«Murieron todos, también los niños»

Juan Capeáns / Carlos Ponce LA VOZ EN PEDRÓGÃO GRANDE

INTERNACIONAL

Marcos Míguez

Un tramo fatídico de un kilómetro que lleva a la aldea de Pobrais fue la tumba para al menos once víctimas del incendio de Pedrógão Grande

19 jun 2017 . Actualizado a las 08:34 h.

Las cenizas dan seguridad. Todo lo que está negro y arrasado no vuelve a arder. El peligro son los cables de electricidad derretidos por las carreteras, los árboles cruzados, las bocanadas de humo que dejan sin aliento. Doce horas más tarde, el viento es una brisa que hasta se agradece, nada que ver con lo que ocurrió por la noche, cuando sopló con una intensidad extrema y extendió las llamas por casi todo el Pedrógão Grande. Los montes quedaron arrasados y las casas seguían en pie, pero ya no estaban rodeados de la llamas y el humo que provocaron el pavor en los habitantes de Nodeirinho, Barraca de Boavista y Pobrais. Las tres localidades están conectadas por pistas en las que van apareciendo salpicados coches irreconocibles.

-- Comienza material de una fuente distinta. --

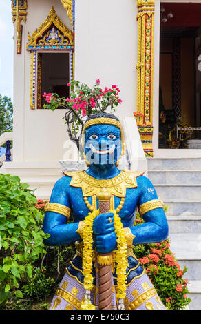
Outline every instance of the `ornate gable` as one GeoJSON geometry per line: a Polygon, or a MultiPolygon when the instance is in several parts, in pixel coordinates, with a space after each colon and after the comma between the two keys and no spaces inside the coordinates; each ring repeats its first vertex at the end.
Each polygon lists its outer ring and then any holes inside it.
{"type": "Polygon", "coordinates": [[[45,21],[32,33],[28,33],[27,49],[69,50],[74,46],[72,32],[57,17],[52,6],[45,21]]]}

Los supervivientes seguían las evoluciones de los helicópteros y los camiones con la mirada perdida, sin ser conscientes de lo que había pasado y preguntándose por qué los servicios de emergencias portugueses tardaron tanto en llegar. Y a muchas de estas aldeas ni siquiera llegaron. Fueron los propios vecinos, asistidos en algún caso por efectivos de Protección Civil, los que lucharon sin cesar para salvar lo poco que les quedaba.

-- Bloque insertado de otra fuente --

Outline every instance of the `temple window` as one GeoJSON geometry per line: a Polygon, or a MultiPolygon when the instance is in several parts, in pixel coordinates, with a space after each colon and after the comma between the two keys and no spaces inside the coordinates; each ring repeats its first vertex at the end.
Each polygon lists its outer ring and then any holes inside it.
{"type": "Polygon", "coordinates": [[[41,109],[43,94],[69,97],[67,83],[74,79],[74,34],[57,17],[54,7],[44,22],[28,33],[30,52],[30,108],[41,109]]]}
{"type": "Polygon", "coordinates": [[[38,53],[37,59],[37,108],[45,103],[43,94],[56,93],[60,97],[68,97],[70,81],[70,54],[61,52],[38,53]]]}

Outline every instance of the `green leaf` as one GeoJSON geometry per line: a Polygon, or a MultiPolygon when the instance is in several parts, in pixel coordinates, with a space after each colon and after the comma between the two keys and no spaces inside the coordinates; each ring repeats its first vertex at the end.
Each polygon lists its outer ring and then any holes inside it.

«¿Son ustedes los de la electricidad?», preguntaban a los periodistas que se acercaban para recoger sus testimonios. Como si las pequeñas cuestiones domésticas se antepusieron a la cruda realidad, y es que todos los vecinos habían perdido a algún familiar o ser querido en la tragedia.

«Lo hemos perdido todo y nadie vino a ayudarnos»

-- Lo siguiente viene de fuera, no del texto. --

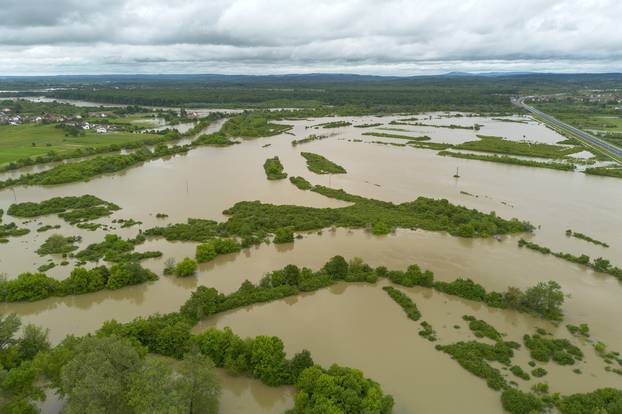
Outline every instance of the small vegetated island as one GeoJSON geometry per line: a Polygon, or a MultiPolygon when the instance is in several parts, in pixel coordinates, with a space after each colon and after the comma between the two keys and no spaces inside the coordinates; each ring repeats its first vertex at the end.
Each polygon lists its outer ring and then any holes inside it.
{"type": "Polygon", "coordinates": [[[268,180],[282,180],[287,178],[287,173],[283,171],[283,164],[279,157],[268,158],[263,164],[268,180]]]}
{"type": "Polygon", "coordinates": [[[301,152],[300,155],[307,160],[307,168],[316,174],[345,174],[346,169],[341,165],[324,158],[322,155],[312,152],[301,152]]]}

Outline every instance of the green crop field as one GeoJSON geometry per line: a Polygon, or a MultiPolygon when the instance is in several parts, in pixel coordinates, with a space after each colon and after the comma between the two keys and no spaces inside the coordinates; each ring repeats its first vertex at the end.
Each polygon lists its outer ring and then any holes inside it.
{"type": "Polygon", "coordinates": [[[62,153],[81,147],[125,144],[147,138],[143,134],[128,132],[84,132],[84,136],[71,137],[65,136],[63,129],[50,124],[0,125],[0,165],[50,151],[62,153]]]}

Anabela Estévez y sus hijos viven en una de las aldeas más castigadas, Barraca de Boavista. Fue de las pocas personas que no cuentan bajas entre los suyos de sangre. Pero el fuego se llevó por delante todo lo demás. Su casa, sus fincas, el resto de sus propiedades, sus animales... «Lo hemos perdido todo y nadie vino a ayudarnos», asegura con la voz quebrada. Cuando empezó el incendio y vieron que podían estar en peligro, se encerraron en la bodega de su casa, situada bajo tierra. Esta decisión, improvisada, les salvó la vida. Si hubiesen intentado huir en su coche, probablemente no lo habrían contado. Anabela relata atemorizada cómo la familia que vivía en la casa de al lado intentó escapar y el resultado fue trágico. «Murieron todos, también los niños».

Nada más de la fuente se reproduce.